With assigned accounts, you are looking at the projected sales. While this is not always very scientific, if an employer has been managing those accounts for a while, they have a pretty good gauge of their potential. They may at first assign you to smaller accounts. As you develop and demonstrate good sales skills, they may gradually assign you larger and more profitable accounts.

Sometimes smaller accounts or leads can yield surprises because the previous account manager didn’t work those accounts or leads thoroughly enough. I once worked for a company where a new sales rep was assigned a “double zero” account. That means a prospect that had never placed an order. The account was transferred to him by a senior sales rep. A few weeks after the transfer, that account ordered more than $5,000 worth of products, a big order by our standards. What happened? The customer got fed up waiting for back orders from a competitor and decided to order our products. Lucky? Maybe. But this underscores why you shouldn’t thumb your nose at smaller accounts or leads. Because in sales, sometimes luck is all you have to keep you going until you build your pipeline.

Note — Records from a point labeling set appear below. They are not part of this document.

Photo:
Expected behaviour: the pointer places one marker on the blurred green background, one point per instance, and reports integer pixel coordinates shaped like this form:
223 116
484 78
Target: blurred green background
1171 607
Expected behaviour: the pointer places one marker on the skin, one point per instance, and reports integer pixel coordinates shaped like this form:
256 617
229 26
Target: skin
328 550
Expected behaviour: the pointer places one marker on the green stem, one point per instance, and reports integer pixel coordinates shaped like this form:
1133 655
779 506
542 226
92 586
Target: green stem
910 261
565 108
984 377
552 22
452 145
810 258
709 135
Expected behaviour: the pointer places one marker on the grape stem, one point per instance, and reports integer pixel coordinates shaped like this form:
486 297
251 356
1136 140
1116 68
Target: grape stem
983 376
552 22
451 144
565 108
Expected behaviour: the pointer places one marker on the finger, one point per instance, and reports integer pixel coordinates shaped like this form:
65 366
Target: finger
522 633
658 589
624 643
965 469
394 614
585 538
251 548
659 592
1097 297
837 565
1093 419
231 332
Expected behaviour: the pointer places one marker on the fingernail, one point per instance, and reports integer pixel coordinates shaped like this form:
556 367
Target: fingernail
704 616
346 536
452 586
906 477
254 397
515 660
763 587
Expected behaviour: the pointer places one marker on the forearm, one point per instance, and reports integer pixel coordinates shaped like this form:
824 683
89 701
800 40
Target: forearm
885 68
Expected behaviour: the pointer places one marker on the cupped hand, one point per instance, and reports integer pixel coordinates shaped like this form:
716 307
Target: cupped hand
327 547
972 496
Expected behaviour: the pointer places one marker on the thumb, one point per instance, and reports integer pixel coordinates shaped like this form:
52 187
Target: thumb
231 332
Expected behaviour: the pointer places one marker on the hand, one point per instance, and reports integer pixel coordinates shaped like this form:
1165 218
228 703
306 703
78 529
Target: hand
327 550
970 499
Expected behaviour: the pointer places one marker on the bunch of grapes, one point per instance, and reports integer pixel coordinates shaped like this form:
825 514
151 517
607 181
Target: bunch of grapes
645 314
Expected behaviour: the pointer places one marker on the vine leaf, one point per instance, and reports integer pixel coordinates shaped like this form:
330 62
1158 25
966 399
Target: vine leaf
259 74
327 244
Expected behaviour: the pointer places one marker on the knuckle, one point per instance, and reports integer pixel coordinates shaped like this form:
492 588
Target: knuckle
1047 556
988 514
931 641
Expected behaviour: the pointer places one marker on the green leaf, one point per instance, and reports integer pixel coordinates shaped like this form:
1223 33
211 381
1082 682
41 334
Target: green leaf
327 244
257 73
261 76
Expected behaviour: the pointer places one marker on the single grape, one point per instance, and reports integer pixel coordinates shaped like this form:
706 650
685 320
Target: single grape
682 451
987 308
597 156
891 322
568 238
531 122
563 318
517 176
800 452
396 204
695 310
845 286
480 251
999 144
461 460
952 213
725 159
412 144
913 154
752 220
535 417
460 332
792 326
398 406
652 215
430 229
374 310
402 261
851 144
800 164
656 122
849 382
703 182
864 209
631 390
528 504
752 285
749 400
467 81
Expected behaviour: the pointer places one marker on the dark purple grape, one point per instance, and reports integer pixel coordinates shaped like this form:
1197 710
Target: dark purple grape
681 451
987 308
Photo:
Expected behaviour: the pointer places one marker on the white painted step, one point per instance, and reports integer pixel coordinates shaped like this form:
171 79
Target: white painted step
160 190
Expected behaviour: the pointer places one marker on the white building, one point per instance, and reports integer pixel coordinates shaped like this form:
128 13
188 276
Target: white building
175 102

Besides luck, sometimes it’s all about timing.

I know a young saleswoman who started her first real sales job at a publishing company. She was selling and managing accounts for an online subscription service. She wasn’t making much money and was becoming discouraged. However, within a few months, a senior account manager resigned, and she was assigned all the departing manager’s large accounts with better sales potential. The manager decided it was easier to assign her the large accounts while the outgoing account manager was available to help her than to replace her. (In fact, many sales managers are reluctant to post help wanted ads for new hires. If they can hire someone internally for the position, or get a good referral, they will move quickly to fill the open spot).

When it comes to finding out how accounts and leads are assigned, don’t be afraid to get down to specifics. Are accounts assigned by market segmentation? Are accounts assigned by geographic territories? Account assignments by market segmentation normally are based on the revenue size of the account in a specific industry. Generally speaking, smaller accounts are assigned to new sales representatives and the larger accounts to the more senior ones. Market segmentation accounts may also be assigned by the account’s field. For example, some salespeople will focus only on law firms, while others will focus on non-profit organizations or medical facilities. It comes down to what type of services and products your company is selling.

If the accounts are assigned by geographic territories, then you probably will get a mixed bag of small and large customers.

Some companies do not rely on territories at all but divide up accounts based on the percentage of leads you currently have. One way to think of this is that each salesperson has a lead bucket. If your lead bucket is too full, you will get fewer or no leads for a while. Conversely, if you have very few leads, you will receive more leads until your bucket is almost full. Usually, the most senior salespeople have the highest number of leads because they have been with the company the longest. A few new leads will trickle in from time to time, but those top performers are expected to devote most of their time to managing what’s already in their large buckets.

This system of allocating leads works well when you are selling products with a long sales cycle, and where not having a territory really doesn’t dramatically affect your sales.

Regardless of how accounts are assigned, you need to have a thorough understanding before accepting a job offer. You don’t want to get burned or be caught by surprise.

paid training for sales peopleQuestion 3). Do you offer paid training? If so, for how long? What type of training is involved?

Are they going to throw you into the fire, or offer you some good product training? Generally speaking, the more complex the products or services you sell, the more training you will undergo. If you are selling software or cars, you will probably take extensive in-person and self-study courses before you meet your first customer or prospect. If you are selling subscriptions or advertisements, your training will be shorter and not so extensive.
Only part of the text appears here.